Samp.1 Samp.2 Samp.3
1 88 119 91
2 166 116 98
3 143 92 117
4 110 94 62
5 86 86 51
6 108 81 40
7 133 133 57
8 105 65 74
9 114 82 65
10 126 90 60
11 87 86 26
12 99 98 81
13 72 58 133
14 98 106 174
15 73 99 134
16 137 102 120
17 109 93 119
18 82 101 171
19 122 100 132
20 174 101 88
21 65 126 154
22 99 103 154
23 109 142 94
24 105 103 121
25 79 105 131
__________________________
Median 105 100 98
Mean 108 99 102
Based on the sample medians and means (last two rows of the table), the center estimates are fairly similar for the data sets, considering the noise level. So if we would only estimate center it would be hard to tell these data sets apart. But in this class PLOT DATA is a must! Comparison boxplots yield:
-------------
1 -------I + I-----------------
-------------
------
2 * * ---I + I------- * *
------
-----------------------
3 -------------I + I--------------
-----------------------
------+---------+---------+---------+---------+---------+C20
30 60 90 120 150 180
By the length of the boxes (i.e. interquartile ranges), we see that the noise levels are quite different in the data sets. Sample 3 seems to be twice as noisy as Sample 2 and Sample 2 seems to be twice as noisy as Sample 1. So along with measures of center we need measures of noise. For the third data set the boxplot misses something very important. From the stem leaf plot the data appears to be bimodal. The other two data sets appear to be unimodal.

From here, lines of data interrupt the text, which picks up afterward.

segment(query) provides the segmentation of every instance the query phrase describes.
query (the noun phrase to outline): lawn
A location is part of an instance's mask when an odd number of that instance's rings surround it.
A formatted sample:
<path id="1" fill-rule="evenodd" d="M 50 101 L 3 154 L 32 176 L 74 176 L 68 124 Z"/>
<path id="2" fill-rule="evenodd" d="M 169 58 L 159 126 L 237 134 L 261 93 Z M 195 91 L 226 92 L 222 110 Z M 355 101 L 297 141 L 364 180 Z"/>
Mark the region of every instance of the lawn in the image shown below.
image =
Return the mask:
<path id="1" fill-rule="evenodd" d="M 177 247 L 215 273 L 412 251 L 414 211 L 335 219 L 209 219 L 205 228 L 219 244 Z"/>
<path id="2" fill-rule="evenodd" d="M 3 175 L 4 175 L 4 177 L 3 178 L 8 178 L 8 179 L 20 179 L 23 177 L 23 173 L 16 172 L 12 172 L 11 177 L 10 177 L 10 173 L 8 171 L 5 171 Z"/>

Stem-and-leaf of Sample 1 N = 25
Leaf Unit = 1.0
1 6 5
4 7 239
8 8 2678
11 9 899
(5) 10 55899
9 11 04
7 12 26
5 13 37
3 14 3
2 15
2 16 6
1 17 4
Stem-and-leaf of Sample 2 N = 25
Leaf Unit = 1.0
1 5 8
2 6 5
2 7
6 8 1266
12 9 023489
(8) 10 01123356
5 11 69
3 12 6
2 13 3
1 14 2
Stem-and-leaf of Sample 3 N = 25
Leaf Unit = 10
1 0 3
3 0 45
8 0 66677
12 0 8999
(1) 1 0
12 1 22223333
4 1 55
2 1 77
Again: you must PLOT the data and it is best to use several different different types of plots. What do the comparison boxplots tell you (5 extra brownie points)?